Further thoughts on Silk Laser (SLA.AX) (Updated 1/6/2023)
**Update at bottom of article
Quite clearly my initial prognostication of a direct bidding war was flat out wrong - I underestimated the underlying game theory and Wes’ acquisition discipline. As of this morning, Wes has indicated that it will not exercise matching rights i.e. to match EC’s superior offer; accordingly, Wes’ process deed will be terminated and EC will be granted due diligence.
Lets back-track a little with regards to the contents of the process deed. This is a competitive protection mechanism of sorts for Wes, in that they were granted exclusive due diligence, no shop, no talk and a unanimous director recommendation (a transaction prerequisite). Should a competing offer arise, Wes would be granted all relevant information about this competing bidder and would be given 5 business days to match or top the bid; the competing bidder will have no access to private due diligence throughout.
In this instance, Wes has decided not to exercise matching rights and thus, forfeits the process deed, granting EC permission to conduct due diligence as they wish.
At A$ 3.12, I find the r/r rather fascinating and have added more to my position. In my mind at the moment, there are two event paths that could take place from here.
Before getting into the potential payoff states, fundamentally, this stock trades at ~8x EBITDA and is floating below its Dec 2020 listing price. Of course, the market was way more exuberant then and one could argue that they are overearning at the moment. However, comps such as API’s Clearskincare, generated 28% EBITDA margins pre-Covid in 2018; yes, a higher margin treatment mix (laser) compared to SLA’s injectables though this should be offset by SLA’s franchise business which enjoys full revenue to cash flow conversion.

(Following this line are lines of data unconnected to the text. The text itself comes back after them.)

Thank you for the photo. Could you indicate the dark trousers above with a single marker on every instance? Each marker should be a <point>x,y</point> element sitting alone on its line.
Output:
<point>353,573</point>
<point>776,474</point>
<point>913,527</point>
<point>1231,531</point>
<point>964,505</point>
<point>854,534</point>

The two states are as follows:
EC walks.
Both parties have proposed non-binding offers and I discuss the credibility of the offers in the previous piece.
Nevertheless, the market seems to be implying a spurious bid to a certain extent given the ~7% spread from EC’s $3.35 take out price. Worth noting that risk free rates are higher now so spreads would not be as tight as before.
Say EC walks, having never been a serious bidder in the first place, or maybe realizing, upon doing DD, that the acquisition isn’t worth it - what synergies are there to be had for a wholly HK business? One could point to expansionary expertise and franchise potential, maybe, but those aren’t easily realized.
But in the event that EC changes its mind, Wes is already sitting on ~9% of SLA and remains the sole acquirer, thus the $3.15 deal likely goes through and apart from stale money, one doesn’t lose from here.
Again, a similar playbook when acquiring API 2 years back. This diagram is rather helpful:
The API situation was a different ballgame but the sequence of events are near identical. As discussed in the previous article, Woolworths withdrew due to Wes’ 20% stake rendering the crossing of the 75% threshold for a scheme of arrangement approval, a futile endeavor.
Wes returns with an offer
Wes is clearly not walking away just yet - “indicated to SILK that its due diligence investigations are ongoing.” Quite likely, Wes is banking on EC ejecting just as Woolworths did. It’s all or nothing for EC as even a partial takeout would not be viable as without full ownership, operational synergies will be difficult to implement.
But say EC decides to stick to $3.35, perhaps realizing that the price paid isn’t that hefty - a mere 9x 2023 EBITDA - then I won’t be surprised if Wes comes back with a topping bid, say ~$3.50 - maybe with the wordings “best and final” to preclude a biding war. As an antecedent, when acquiring API, Wes did raise the bid by ~12% from $1.38 to $1.55.
Perhaps, Wes decides to just leave it to EC (highly unlikely in my view, for the many reasons outlined in the previous article), then shareholders will take home $3.35.
Disclosure: Topped up
Update:
An analytical mistake I made was assuming Wes had a ~9% stake via purchased stock. This was an overlooking bias and error on my part. Wes 9% stake was contingent on the initial Process Deed being upheld, a guaranteed support by WAM which obviously revokes when a superior bid emerges (in the interest of WAM).
Thus, the fresh announcement of Wes ceasing to be a substantial holder is neither new surprise info nor a signal and should not scare traders; big picture, this prevents Wes from bullying other bidders and bear in mind, SLA is still a key strategic asset for Wes’ healthcare unit. Fingers crossed.